SARS-CoV-2 / COVID-19 Research

Sincere thanks to the international community of scientists working to advance our understanding of SARS-CoV-2 and COVID-19. We appreciate your contribution in the global fight toward developing treatments that will save lives everywhere.

To increase translatability of in vitro COVID research, researchers must correct the discrepancy between oxygen conditions routinely provided for cell-based assays (room air) and O₂ levels actually measured within the human body. In healthy pulmonary alveoli, oxygen levels are reported at around 12% O₂. In pulmonary blood, oxygen tensions exist over the range: 5-12% O₂. In pathologic situations such as COVID, where air exchange is compromised due to pneumonia or ARDS, tissue oxygen levels will be far lower. Both physiologic oxygen (physioxia) and pathophysiologic hypoxia occur at levels far below those assessed for room air (21% O₂).

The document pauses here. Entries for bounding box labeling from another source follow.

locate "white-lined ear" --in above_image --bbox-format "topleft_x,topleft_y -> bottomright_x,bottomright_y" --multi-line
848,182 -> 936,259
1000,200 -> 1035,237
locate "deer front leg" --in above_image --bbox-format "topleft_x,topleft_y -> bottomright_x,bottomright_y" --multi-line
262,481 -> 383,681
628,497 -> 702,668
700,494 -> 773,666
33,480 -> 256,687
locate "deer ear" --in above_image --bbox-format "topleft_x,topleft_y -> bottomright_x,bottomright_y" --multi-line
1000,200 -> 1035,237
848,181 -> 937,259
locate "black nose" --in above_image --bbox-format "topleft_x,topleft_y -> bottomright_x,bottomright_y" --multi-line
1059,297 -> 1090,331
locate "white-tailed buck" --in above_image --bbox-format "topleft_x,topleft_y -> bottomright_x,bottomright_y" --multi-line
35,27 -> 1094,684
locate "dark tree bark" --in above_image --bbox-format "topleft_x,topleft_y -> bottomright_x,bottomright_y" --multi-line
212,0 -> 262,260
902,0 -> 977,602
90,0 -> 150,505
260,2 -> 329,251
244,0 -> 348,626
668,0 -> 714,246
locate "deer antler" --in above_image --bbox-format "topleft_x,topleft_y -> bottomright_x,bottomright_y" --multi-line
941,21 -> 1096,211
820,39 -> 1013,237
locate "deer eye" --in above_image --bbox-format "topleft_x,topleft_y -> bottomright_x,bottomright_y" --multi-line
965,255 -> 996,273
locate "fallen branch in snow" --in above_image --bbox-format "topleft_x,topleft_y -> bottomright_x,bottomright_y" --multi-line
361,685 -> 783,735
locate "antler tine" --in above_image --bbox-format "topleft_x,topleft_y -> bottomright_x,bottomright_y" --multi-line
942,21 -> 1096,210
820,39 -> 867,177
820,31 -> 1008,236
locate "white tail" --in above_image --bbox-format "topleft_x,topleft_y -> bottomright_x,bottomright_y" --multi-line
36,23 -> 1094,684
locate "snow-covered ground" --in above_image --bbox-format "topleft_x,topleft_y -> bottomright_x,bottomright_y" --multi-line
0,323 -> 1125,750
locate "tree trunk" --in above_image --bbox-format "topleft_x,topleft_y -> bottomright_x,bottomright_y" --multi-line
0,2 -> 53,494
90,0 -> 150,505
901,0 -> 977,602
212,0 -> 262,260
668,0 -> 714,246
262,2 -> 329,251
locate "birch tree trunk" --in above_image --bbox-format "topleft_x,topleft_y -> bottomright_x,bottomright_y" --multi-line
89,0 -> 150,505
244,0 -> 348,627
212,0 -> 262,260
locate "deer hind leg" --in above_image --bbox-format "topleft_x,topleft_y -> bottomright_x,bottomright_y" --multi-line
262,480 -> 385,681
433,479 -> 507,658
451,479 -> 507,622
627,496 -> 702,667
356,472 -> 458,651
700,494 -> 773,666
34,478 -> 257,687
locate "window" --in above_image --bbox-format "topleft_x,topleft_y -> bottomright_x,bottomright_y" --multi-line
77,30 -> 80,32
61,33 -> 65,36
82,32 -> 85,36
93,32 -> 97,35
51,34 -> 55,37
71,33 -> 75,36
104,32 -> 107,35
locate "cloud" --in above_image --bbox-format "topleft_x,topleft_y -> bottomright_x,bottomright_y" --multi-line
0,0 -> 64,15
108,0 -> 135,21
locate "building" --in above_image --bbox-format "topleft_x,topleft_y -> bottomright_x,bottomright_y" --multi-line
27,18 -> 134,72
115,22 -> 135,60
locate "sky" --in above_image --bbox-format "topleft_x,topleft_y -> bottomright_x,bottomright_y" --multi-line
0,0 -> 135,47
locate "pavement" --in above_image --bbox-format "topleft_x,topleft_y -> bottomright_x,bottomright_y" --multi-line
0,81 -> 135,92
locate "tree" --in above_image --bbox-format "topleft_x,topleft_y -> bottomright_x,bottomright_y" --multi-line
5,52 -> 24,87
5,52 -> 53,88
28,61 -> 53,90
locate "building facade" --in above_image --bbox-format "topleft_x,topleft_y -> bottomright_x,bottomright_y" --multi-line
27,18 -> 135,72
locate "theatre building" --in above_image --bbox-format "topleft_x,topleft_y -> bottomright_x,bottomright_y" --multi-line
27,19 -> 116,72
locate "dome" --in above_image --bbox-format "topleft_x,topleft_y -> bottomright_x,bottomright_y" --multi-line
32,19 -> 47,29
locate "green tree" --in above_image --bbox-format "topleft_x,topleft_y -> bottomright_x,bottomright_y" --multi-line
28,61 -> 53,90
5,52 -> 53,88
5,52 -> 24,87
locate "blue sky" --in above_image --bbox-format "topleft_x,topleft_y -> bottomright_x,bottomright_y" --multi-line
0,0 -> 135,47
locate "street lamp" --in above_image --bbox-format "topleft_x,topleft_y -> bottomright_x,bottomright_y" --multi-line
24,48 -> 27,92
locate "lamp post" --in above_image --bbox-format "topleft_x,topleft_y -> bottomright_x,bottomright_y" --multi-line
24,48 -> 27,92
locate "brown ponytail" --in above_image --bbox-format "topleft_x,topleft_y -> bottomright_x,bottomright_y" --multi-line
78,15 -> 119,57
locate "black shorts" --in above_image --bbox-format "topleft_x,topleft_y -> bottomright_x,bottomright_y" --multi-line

Why cell culture O₂ levels impact COVID data relevance:

ACE2 Expression is modified by in vitro Oxygen Levels and HIF-1a
Cytokine Storm Interleukins, like IL-1 and IL-6, are regulated by Hypoxia and HIF Signaling
Room Air Oxygen adds Artifact to in vitro Toxicity Assays in Airway Cells
In vitro O₂ Levels affect Oxidative Stress Response to common COVID Treatments like Acetaminophen

To complement cell-based research, scientists use animal models to gain further insight. In vivo hypoxic (or hyperoxic) exposures help provide understanding about coronavirus disease progression or to simulate ventilator-induced injury. Therapeutic models with nitric oxide and carbon dioxide (hypercapnia) are useful for exploring potential COVID-19 treatment options.

Better physiologic simulation always results in better data.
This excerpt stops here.